Я не могу назвать себя трусом, но мертвецов органически не перевариваю. Однажды, на германском фронте, пошли мы ночью ставить проволочные заграждения. Мы, по два человека, несли так называемые рогатки. На месте, скрепляясь одна с другой, эти рогатки и составляют заграждение. А как раз перед тем на нашем участке был большой бой. Мне пришлось наблюдать его. Пришел приказ — во что бы то ни стало прорвать неприятельский фронт. И вот, в течение нескольких дней, цепь за цепью, без перебежек, шли с оркестрами на смерь сибирские полки. У немцев расплавлялись пулеметы, взрывались от перегрева орудия. Ряд за рядом косил сибирцев свинцовый дождь. А они все шли и шли вперед, будто зачарованные адской музыкой канонады…

После боя, окончившегося неудачей, мы начали укреплять свои позиции, разрытые до основания ураганным огнем германцев. И вот, как я уже сказал, темной ночью пошли мы ставить рогатки. Работа происходила на виду у неприятеля. Приходилось быть сугубо осторожным. Шли ощупью — на расстоянии руки ничего не было видно. В одном месте мы с товарищем начали спотыкаться и вязнуть в каком-то странном грунте. Пройдя еще несколько шагов, я поскользнулся и упал, с грохотом уронив рогатку. Пальцы мои увязли в какую-то кашу, вонючую и липкую. В этот момент поблизости взвилась ракета, и я увидел то, обо что мы спотыкались: это было кладбище погибших сибирских полков…

На равнине лежали навороченные груды полуразложившихся, смешавшихся в какое-то кровавое месиво, трупов. Я увидел перед самым лицом устремленный на меня остекленевший глаз и нелепо вырванные вместе с верхней губой усы…

На равнине лежали груды полуразложившихся трупов…

Было светло, как днем: тысячи ракет прогнали вдруг ночную темноту. Невдалеке, захлебываясь, сердито затявкал пулемет. С визгом и стоном взорвалась где-то рядом граната. Вместе с темнотой исчезла и тишина: разбуженный демон войны завыл, застонал, заржал чудовищным хохотом.

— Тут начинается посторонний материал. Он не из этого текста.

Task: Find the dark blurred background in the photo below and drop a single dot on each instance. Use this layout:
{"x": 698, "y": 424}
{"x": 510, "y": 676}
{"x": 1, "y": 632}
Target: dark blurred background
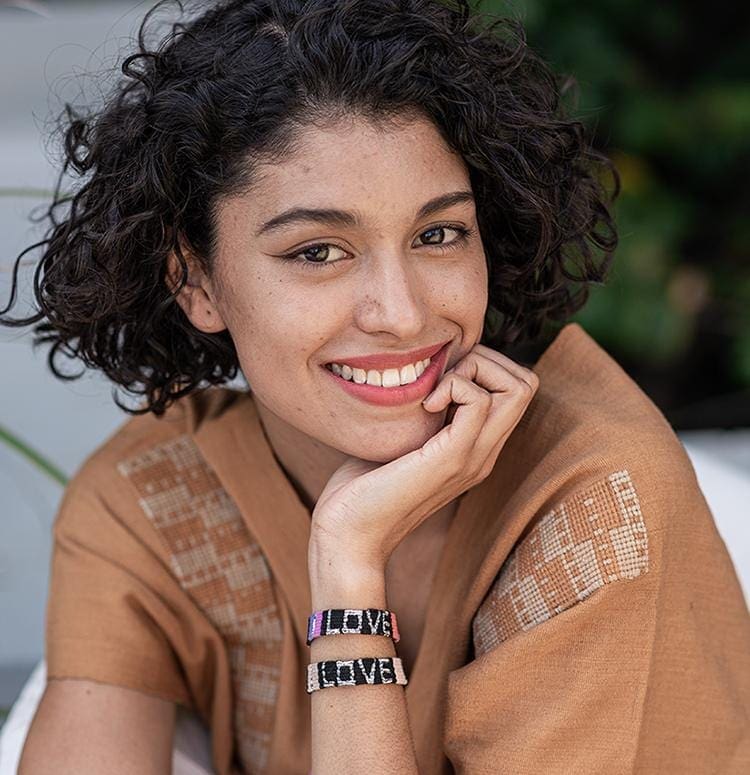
{"x": 666, "y": 89}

Мои товарищи лежали, тесно прижавшись к тому, что заменяло здесь землю — слою человеческих трупов. В этом было спасение; переждать, пока утихнет внезапно вспыхнувшая канонада. Я это знал. Но картина, которую я увидел при свете ракеты, была для меня страшнее самой страшной канонады. Рискуя жизнью, я схватился и побежал, не помня себя, с одной мыслью — выбраться как-нибудь из этой долины ужаса. Пули жужжали вокруг меня, оглушали и ослепляли взрывы снарядов — но я ничего не чувствовал, ничего не сознавал: все бежал и бежал без оглядки, спотыкаясь, падая, пока, наконец, не выбрался туда, где под ногами почувствовалась настоящая земля.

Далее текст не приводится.